Automation Assisted Anaerobic Phenotyping for Metabolic Engineering | AIChE

Automation Assisted Anaerobic Phenotyping for Metabolic Engineering

Authors 

Venkatesan, K. - Presenter, University of Toronto
Mahadevan, R. - Presenter, University of Toronto
Yakunin, A. F., University of Toronto
Diep, P., University of Toronto
Golla, S. A., University of Toronto
Venayak, N., University of Toronto
Microorganisms can be metabolically engineered to produce a wide range of commercially important chemicals. Advancements in computational strategies for strain design and synthetic biological techniques to construct the designed strains have facilitated the generation of large libraries of potential candidates for chemical production. Consequently, there is a need for high-throughput, laboratory scale methods to characterize and screen these candidates to select strains for further investigation in large scale fermentation processes. Several small scale fermentation techniques, in conjunction with laboratory automation have enhanced the throughput of enzyme and strain phenotyping experiments. However, such high throughput experimentation typically entails large operational costs and generate massive amounts of laboratory plastic waste. In this work, we present an eco-friendly automation work-flow that effectively calibrates and decontaminates fixed-tip liquid handling systems to reduce tip waste. We also investigate inexpensive methods to establish anaerobic conditions in microplates for high-throughput anaerobic phenotyping.
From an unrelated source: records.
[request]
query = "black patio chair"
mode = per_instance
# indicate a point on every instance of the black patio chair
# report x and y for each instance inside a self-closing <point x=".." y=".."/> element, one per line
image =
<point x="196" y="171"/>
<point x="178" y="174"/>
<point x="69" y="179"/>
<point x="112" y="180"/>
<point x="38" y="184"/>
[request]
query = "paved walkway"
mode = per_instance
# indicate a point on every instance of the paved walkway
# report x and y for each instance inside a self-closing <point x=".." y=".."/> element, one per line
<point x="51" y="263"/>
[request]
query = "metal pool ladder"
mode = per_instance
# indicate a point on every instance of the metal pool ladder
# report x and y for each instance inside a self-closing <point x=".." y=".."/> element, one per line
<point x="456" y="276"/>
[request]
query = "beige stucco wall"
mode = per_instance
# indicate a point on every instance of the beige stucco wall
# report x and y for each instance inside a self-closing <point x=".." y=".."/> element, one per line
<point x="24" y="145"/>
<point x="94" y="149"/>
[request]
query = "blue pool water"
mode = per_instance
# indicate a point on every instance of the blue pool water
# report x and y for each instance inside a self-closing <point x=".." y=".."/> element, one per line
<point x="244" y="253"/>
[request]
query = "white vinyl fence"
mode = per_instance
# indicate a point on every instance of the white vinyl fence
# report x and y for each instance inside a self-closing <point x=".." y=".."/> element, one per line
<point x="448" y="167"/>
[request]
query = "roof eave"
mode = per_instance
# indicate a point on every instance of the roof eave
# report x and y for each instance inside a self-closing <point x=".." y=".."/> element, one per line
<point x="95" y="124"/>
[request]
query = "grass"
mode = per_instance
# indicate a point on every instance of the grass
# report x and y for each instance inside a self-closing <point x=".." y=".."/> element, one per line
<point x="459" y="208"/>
To validate our phenotyping platform, we perform two case studies - an anaerobic enzyme screen, and a microbial phenotypic screen. We used our automation platform to investigate conditions under which several strains of E. coli exhibit the same phenotypes in 0.5 L bioreactors and in our scaled-down fermentation platform. Further, we use dimensionality reduction through t-distributed stochastic neighbours embedding in conjunction with our phenotyping platform to serve as an effective scale-down model for bioreactor phenotypes. By integrating an in-house data-analysis pipeline, we were able to accelerate the 'test' phase of the design-build-test-learn cycle of metabolic engineering.